Reducing the duty on camera elements to zilch is bound to help pare down the cost of the bill of materials of a 5G phone – as will the customs duty holiday on the lithium-ion battery fabrication.

Affordable Indian 5G Phones

Even six months ago, two Indian phone makers announced 5G phones priced around Rs 10,000:

  • Noida (NCR)-based Lava International announced the Lava Blaze 5G phone — based on a chipset from Mediatek, running the Android 12 operating system, with a 50 megapixel AI-fueled triple lens rear camera and an 8MP front camera; a 6.5 inch HD display 128 GB storage and 4GB RAM memory with a 5000 mAh battery. The device is available on sites like Amazon at Rs 10,999.

  • From Hisar, Haryana, Maplin has launched the Maplin S10, also running on a Mediatek processor, with a 21 MP+ 2MP dual rear camera and a 16 MP front facing camera; 64GB internal storage memory and 4G RAM; a 6 inch ultra HD display and a 5000 mAh battery with fast charging.
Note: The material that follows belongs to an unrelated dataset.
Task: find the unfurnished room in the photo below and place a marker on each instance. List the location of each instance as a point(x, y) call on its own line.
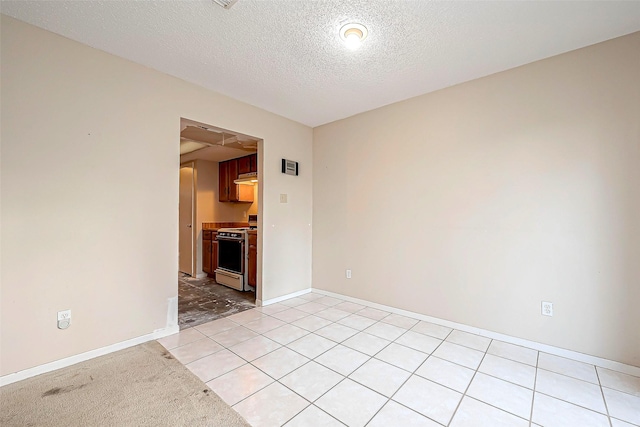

It is available online for around Rs 9,000. Maplin also offers the Map4 5G phone with VoLTE  and a larger — 6.53 inch-screen for around the same price.

  • Affordable Indian 5G smartphones, Maplin S10 (left) and Lava Blaze (right)

    A casual search at online buying sites seems to throw up just these two phones offering 5G capability for an asking price around Rs 10,000 — and the latest customs duty announcements may help the makers  to keep their price even more competitive.

    There is an interesting  side effect of the explosive growth in the indigenous manufacture of mobile phones in India – some 310 million units worth Rs 275,000 crore in the last financial year – as well as the expected spurt in demand to upgrade to 5G: The emergence of new and non-traditional 5G phone developers.

    Startups Get Into 5G Act

    Like Optimus Logic; a Bengaluru based startup that has hitherto addressed the demanding market for defence electronics solutions — at the IoT show in the same city in November 2022, Optimus unveiled a prototype of what it called “India’s 1st homegrown Global 5G mobile” developed in association with IIT Hyderabad – the Optimus Rhino 5G 1.


    The company is taking pre-orders of the phone which costs Rs 19,999 plus taxes and deliveries are expected after 31 March 2023.

    Optimus has an interesting proposition: it works with the VeerNari Shakti Resettlement Foundation for defence personnel who died in the line of duty and encourages the NGO to assemble the Optimus Rhino in Tier 2 and Tier 3 cities across India.

    Clearly, 5G is  being perceived as both a challenge and an opportunity by India’s vibrant startup community to enter the new mobile phone ecosystem with innovative ideas.